In an exciting twist to the recently revealed ambitions to put Haverhill’s disused Corn Exchange back into community use, an arrangement could soon be forged with Highpoint Prison to use skilled offenders to aid the refurbishment.
As reported in the Echo two weeks ago, Haverhill East and Kedington county councillor Tony Brown wants to transform the Withersfield Road building into a community centre which could feature a museum, café, gallery and more, based on people’s suggestions.
Cllr Brown has already gained the support of Haverhill Town Council and received a ‘positive’ response from the ONE Haverhill board when he presented his plans to them on Tuesday (September 17).
He is now looking at other sources of help, one of which is to tap into a scheme run by Highpoint Prison to get offenders contributing to the local community.
Cllr Brown said: “Highpoint Prison has set up a meeting in November for us to go up there with the aim of using their offenders as part of their rehabilitation to work on the refurbishment of the building.
“We could get a lot of free labour and expertise.
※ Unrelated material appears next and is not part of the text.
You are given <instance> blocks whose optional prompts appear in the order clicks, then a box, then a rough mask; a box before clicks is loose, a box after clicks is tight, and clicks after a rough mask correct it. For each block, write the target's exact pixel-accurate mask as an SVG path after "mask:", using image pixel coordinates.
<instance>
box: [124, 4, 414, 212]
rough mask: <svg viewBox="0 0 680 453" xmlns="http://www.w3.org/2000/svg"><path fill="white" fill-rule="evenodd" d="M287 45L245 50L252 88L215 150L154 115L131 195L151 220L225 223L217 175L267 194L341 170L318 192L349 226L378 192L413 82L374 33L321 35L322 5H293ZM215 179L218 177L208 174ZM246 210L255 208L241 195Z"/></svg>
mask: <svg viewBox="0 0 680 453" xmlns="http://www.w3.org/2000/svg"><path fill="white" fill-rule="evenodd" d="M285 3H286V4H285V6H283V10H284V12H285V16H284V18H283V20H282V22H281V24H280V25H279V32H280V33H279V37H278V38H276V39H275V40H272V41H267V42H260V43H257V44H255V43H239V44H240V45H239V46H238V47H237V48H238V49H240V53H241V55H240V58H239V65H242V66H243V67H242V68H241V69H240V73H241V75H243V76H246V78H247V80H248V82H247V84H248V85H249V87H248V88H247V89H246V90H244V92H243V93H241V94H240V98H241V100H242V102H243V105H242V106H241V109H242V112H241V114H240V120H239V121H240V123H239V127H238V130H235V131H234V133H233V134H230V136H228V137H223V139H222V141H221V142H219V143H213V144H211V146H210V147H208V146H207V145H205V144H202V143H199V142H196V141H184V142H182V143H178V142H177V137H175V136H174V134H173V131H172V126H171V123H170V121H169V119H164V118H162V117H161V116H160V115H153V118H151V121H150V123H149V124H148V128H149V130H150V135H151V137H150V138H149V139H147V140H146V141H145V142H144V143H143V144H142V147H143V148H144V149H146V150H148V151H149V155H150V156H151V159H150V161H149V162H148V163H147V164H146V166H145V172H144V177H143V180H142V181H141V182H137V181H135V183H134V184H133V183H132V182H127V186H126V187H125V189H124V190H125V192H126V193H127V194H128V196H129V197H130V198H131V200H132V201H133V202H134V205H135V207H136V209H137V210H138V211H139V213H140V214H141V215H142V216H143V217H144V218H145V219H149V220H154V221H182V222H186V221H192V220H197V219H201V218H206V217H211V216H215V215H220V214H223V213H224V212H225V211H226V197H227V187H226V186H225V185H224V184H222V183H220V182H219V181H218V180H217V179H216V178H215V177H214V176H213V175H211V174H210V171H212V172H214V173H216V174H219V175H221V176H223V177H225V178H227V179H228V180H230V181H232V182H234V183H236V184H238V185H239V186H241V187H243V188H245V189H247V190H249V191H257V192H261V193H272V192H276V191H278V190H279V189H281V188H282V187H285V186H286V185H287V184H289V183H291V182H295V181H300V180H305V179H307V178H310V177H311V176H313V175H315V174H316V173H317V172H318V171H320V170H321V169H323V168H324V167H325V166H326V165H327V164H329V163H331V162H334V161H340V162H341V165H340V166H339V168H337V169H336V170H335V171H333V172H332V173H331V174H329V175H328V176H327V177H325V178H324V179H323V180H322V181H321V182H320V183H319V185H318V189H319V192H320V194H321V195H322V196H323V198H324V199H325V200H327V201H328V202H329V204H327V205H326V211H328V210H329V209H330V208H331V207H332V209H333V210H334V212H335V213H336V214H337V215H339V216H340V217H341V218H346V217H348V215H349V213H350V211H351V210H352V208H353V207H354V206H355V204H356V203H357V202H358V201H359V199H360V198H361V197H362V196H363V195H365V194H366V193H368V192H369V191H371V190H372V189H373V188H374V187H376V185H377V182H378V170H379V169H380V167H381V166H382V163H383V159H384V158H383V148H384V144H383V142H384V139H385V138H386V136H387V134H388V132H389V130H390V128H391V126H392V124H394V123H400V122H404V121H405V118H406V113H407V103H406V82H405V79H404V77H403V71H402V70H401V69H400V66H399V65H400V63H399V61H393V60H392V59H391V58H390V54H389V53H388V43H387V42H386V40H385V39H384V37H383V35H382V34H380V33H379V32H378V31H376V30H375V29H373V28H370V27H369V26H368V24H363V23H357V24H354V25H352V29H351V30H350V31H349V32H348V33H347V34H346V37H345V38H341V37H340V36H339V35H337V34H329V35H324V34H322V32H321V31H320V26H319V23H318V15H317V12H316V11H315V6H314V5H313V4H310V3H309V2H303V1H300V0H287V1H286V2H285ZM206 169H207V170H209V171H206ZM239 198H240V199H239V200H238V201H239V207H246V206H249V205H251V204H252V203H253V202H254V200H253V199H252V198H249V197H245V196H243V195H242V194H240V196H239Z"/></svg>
It’s a very provisional meeting but they seem to be very enthusiastic about it.”
Steve Phillips Head of Reducing Re-offending at Highpoint, said the idea to help came about after one of his team read in the Echo about Cllr Brown’s plans for the Corn Exchange.
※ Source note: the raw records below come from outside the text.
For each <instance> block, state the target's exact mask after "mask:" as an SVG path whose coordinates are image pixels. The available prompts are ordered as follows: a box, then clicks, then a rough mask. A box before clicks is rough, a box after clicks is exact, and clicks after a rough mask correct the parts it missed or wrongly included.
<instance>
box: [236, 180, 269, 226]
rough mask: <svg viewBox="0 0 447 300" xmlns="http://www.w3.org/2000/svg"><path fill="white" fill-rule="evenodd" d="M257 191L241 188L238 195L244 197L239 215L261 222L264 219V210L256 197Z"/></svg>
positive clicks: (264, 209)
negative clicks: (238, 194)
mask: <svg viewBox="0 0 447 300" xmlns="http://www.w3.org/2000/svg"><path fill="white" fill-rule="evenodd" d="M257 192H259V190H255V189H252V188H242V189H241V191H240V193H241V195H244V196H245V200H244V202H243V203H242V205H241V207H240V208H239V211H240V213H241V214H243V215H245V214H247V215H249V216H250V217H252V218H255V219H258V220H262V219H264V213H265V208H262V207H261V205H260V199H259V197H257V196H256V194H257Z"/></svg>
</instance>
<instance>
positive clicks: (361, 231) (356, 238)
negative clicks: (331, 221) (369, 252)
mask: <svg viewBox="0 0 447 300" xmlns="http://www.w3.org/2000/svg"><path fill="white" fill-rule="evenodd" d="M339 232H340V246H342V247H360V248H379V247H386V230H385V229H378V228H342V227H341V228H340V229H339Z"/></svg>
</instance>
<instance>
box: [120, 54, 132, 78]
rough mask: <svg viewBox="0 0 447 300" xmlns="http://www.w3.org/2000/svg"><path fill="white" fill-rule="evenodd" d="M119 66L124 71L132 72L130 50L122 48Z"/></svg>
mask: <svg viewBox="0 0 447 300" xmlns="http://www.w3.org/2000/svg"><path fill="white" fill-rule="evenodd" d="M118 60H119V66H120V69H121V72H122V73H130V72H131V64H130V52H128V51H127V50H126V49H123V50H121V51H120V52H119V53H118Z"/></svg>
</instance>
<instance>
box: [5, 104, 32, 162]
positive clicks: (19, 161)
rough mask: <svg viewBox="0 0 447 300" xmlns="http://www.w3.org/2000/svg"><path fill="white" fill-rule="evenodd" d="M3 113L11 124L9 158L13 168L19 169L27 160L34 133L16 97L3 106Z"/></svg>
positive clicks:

Contact was made with Cllr Brown to see, as part of its community engagement programme, how the prison could help and a meeting is set up between the two parties for November 12.
Mr Phillips added: “I’ve got qualified tradesmen here.
“They’ve made a mistake and they want to give something back to the community, whether it’s the community that they come from or the local community here.”
The community engagement programme already has offenders involved with four placements in Haverhill and helping with the refurbishment of the Corn Exchange could become another positive step for all involved.
“They are proving they can be trusted and they can be employed,” added Mr Phillips. “When they come up to be discharged it’s something they can put on their CV and say I’ve given something back and are now ready to positively contribute to the community.”
With the Corn Exchange estimated to cost £170,000 to £250,000 to buy and about £500,000 to refurbish, Cllr Brown is receiving help from the county council, as well as the town council, in finding sources for funding and support.
A business plan is also now being drawn up.